Go Set A Watchman by Harper Lee (William Heinemann) #20BooksOfSummer25

Maycomb, Alabama. Twenty-six-year-old Jean Louise Finch – ‘Scout’ – returns home from New York City to visit her aging father, Atticus. Set against the backdrop of the civil rights tensions and political turmoil that were transforming the South, Jean Louise’s homecoming turns bittersweet when she learns disturbing truths about her close-knit family, the town and the people dearest to her. Memories from her childhood flood back, and her values and assumptions are thrown into doubt.

Featuring many of the iconic characters from To Kill a MockingbirdGo Set a Watchman perfectly captures a young woman, and a world, in a painful yet necessary transition out of the illusions of the past – a journey that can be guided only by one’s conscience.

Green Ink by Stephen May (Swift Press)

David Lloyd George is at Chequers for the weekend with his mistress Frances Stevenson, fretting about the fact that his involvement in selling public honours is about to be revealed by one Victor Grayson. Victor is a bisexual hedonist and former firebrand socialist MP turned secret-service informant. Intent on rebuilding his profile as the leader of the revolutionary Left, he doesn’t know exactly how much of a hornet’s nest he’s stirred up. Doesn’t know that this is, in fact, his last day.

No one really knows what happened to Victor Grayson – he vanished one night in late September 1920, having threatened to reveal all he knew about the prime minister’s involvement in selling honours. Was he murdered by the British government? By enemies in the socialist movement (who he had betrayed in the war)? Did he fall in the Thames drunk? Did he vanish to save his own life, and become an antiques dealer in Kent? (Review to follow)

The Art of a Lie by Laura Shepherd-Robinson (Mantle via NetGalley)

That’s the trouble with stories, especially the ones you write for yourself. Sometimes you think they’ve ended, when they’ve barely begun . . .

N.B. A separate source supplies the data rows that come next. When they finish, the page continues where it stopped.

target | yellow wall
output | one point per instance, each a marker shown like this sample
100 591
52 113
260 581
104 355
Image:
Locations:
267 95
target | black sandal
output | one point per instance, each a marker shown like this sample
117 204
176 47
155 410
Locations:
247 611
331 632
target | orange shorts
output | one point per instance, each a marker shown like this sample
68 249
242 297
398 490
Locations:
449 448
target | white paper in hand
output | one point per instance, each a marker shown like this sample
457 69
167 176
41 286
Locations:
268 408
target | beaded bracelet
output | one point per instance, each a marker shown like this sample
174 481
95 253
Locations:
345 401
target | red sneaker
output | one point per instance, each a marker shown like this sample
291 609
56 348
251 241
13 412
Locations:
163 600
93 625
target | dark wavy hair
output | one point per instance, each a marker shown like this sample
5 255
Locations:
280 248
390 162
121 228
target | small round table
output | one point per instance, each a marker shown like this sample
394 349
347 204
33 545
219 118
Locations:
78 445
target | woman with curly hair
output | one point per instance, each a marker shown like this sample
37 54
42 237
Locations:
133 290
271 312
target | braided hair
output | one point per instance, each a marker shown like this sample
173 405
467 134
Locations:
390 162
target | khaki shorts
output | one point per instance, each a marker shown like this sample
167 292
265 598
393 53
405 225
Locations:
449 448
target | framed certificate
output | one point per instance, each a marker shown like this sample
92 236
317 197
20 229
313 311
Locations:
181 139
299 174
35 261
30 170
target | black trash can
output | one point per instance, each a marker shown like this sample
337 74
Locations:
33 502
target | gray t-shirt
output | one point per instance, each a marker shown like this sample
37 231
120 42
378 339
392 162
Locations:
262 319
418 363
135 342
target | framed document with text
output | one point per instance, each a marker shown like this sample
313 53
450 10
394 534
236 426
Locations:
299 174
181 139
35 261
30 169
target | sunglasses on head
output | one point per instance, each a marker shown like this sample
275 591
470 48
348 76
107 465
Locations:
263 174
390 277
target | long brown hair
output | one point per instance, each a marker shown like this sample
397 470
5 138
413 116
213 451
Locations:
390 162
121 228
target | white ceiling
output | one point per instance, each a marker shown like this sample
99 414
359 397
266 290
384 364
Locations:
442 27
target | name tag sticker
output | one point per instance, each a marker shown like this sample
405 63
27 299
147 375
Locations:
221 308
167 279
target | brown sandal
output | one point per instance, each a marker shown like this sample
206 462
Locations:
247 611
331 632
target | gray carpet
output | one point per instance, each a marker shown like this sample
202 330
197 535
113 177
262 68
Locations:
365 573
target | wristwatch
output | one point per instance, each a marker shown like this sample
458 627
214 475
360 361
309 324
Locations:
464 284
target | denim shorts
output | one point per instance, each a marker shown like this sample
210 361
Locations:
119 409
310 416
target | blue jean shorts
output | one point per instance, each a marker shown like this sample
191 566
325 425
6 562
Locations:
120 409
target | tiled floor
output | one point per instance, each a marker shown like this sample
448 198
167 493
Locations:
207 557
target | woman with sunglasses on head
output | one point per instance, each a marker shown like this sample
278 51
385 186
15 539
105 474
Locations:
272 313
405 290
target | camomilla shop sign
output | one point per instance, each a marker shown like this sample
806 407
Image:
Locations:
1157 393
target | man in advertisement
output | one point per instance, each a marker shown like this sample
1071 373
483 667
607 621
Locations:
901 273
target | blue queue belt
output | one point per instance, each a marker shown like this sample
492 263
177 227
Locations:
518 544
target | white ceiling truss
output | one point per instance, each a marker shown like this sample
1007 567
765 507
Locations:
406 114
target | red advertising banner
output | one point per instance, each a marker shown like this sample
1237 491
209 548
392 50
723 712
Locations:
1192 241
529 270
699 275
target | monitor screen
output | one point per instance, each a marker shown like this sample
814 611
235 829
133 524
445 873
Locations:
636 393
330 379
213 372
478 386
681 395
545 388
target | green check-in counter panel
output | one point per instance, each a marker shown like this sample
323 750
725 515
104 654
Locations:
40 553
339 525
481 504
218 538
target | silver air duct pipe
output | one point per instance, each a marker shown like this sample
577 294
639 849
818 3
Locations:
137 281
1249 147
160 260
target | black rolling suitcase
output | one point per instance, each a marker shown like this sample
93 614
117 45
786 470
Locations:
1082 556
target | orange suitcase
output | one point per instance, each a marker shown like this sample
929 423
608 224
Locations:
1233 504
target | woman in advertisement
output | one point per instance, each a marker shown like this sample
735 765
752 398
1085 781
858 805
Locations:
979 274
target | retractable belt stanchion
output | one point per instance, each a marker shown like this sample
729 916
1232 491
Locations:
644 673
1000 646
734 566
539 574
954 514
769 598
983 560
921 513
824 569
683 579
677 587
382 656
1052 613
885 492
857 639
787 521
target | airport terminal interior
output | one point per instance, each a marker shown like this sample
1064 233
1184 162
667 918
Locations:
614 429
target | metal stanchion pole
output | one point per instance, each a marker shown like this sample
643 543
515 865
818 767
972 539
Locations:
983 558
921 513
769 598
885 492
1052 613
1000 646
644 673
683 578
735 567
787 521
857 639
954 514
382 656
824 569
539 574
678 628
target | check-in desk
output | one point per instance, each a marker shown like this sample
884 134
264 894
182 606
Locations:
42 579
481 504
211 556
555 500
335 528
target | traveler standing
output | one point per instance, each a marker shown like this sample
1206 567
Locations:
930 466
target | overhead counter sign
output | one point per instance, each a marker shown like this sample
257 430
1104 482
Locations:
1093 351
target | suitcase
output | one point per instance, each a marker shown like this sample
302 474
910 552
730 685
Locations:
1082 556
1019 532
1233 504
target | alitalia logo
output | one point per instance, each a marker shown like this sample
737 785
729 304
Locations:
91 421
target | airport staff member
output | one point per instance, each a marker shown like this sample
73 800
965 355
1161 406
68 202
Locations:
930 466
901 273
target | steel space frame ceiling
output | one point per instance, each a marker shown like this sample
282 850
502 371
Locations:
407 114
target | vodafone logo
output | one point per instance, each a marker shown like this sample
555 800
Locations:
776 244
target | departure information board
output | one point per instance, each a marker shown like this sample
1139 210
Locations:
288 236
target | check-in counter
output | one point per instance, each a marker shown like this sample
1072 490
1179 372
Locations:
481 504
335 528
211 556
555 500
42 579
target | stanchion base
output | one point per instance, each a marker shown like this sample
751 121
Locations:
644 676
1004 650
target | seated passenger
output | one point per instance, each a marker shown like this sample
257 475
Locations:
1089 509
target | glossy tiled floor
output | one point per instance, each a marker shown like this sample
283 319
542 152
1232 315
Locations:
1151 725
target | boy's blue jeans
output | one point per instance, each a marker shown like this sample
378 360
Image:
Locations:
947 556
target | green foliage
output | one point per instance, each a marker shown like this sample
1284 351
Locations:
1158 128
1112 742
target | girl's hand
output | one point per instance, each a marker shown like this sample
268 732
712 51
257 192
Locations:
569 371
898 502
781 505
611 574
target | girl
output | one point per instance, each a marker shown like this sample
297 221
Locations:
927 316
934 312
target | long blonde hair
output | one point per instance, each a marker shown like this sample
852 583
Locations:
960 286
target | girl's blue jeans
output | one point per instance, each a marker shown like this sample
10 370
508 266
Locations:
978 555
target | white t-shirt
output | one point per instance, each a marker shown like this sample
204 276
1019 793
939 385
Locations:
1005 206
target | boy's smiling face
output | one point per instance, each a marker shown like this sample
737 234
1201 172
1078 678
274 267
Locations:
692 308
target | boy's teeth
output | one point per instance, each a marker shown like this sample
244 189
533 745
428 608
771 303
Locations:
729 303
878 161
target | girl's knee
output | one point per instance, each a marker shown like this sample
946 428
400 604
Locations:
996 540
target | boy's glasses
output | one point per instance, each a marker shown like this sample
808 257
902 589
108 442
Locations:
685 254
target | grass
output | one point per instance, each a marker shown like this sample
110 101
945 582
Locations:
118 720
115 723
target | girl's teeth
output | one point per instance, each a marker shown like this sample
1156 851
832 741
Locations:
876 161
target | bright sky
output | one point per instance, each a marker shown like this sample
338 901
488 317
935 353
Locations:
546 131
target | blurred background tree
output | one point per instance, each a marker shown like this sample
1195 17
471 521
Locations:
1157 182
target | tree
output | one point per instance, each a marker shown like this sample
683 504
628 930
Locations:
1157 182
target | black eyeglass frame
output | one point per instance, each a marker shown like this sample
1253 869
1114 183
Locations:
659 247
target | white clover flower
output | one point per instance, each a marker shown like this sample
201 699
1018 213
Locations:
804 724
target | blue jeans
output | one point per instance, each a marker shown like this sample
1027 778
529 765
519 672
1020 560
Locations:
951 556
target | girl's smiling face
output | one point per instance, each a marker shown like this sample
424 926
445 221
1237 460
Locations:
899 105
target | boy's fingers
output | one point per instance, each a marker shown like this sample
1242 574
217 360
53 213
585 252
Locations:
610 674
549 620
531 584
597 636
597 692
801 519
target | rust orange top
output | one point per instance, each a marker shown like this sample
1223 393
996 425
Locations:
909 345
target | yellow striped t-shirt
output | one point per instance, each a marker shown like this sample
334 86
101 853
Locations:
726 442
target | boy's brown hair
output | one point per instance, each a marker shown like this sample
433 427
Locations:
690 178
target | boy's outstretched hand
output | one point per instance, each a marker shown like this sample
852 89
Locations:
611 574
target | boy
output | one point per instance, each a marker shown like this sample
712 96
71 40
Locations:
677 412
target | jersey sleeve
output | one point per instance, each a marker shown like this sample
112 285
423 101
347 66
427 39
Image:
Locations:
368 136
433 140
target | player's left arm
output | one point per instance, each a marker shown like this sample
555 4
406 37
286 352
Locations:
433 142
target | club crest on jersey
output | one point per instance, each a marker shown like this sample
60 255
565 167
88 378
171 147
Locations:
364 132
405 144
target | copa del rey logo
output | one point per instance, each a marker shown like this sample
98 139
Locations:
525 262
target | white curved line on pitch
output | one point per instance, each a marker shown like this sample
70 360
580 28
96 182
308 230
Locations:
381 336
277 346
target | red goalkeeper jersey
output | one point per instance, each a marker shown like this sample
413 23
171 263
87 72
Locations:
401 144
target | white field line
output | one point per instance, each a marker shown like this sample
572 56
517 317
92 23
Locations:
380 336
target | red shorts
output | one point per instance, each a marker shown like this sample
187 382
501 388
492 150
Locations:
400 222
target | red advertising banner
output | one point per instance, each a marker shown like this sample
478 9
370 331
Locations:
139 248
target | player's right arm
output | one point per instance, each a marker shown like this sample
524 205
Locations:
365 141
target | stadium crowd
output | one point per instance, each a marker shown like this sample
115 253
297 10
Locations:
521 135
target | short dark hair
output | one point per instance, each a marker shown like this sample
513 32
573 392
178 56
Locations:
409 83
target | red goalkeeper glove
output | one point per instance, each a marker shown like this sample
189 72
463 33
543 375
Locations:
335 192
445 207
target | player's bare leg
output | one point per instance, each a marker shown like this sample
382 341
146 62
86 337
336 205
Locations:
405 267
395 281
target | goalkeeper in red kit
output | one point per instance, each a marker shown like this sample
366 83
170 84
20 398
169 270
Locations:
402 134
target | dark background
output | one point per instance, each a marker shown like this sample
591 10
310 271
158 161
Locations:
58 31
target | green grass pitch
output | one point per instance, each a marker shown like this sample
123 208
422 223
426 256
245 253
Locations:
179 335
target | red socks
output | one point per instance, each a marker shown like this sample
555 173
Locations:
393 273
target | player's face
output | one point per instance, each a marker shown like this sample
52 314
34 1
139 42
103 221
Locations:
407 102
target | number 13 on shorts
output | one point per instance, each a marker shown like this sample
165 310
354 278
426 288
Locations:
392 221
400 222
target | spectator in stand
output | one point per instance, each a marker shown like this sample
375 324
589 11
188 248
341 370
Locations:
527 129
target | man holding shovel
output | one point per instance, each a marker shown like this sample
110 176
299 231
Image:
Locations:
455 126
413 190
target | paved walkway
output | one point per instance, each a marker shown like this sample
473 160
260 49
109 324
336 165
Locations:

London, 1749. Following the murder of her husband in a violent street robbery, Hannah Cole is struggling to keep her head above water. The Punchbowl and Pineapple, her confectionary shop on Piccadilly, is barely turning a profit, and her suppliers are conspiring to put her out of business. So when she learns that her husband had a large sum of money in his bank account that she knew nothing about, the surprise is extremely welcome. And when William Devereux, a friend of her late husband, tells her about a new Italian delicacy called “iced cream”, Hannah believes it might transform the fortunes of her shop.

But her husband’s unexpected windfall attracts the attention of author-turned-magistrate Henry Fielding, who suspects the money was illicitly acquired. Unless Hannah can prove otherwise, her inheritance will be confiscated. As she and Devereux work to uncover the secrets of her husband’s double life, their friendship opens Hannah to speculation and gossip, locking her into a battle of wits more devastating than anything, even her husband’s murder.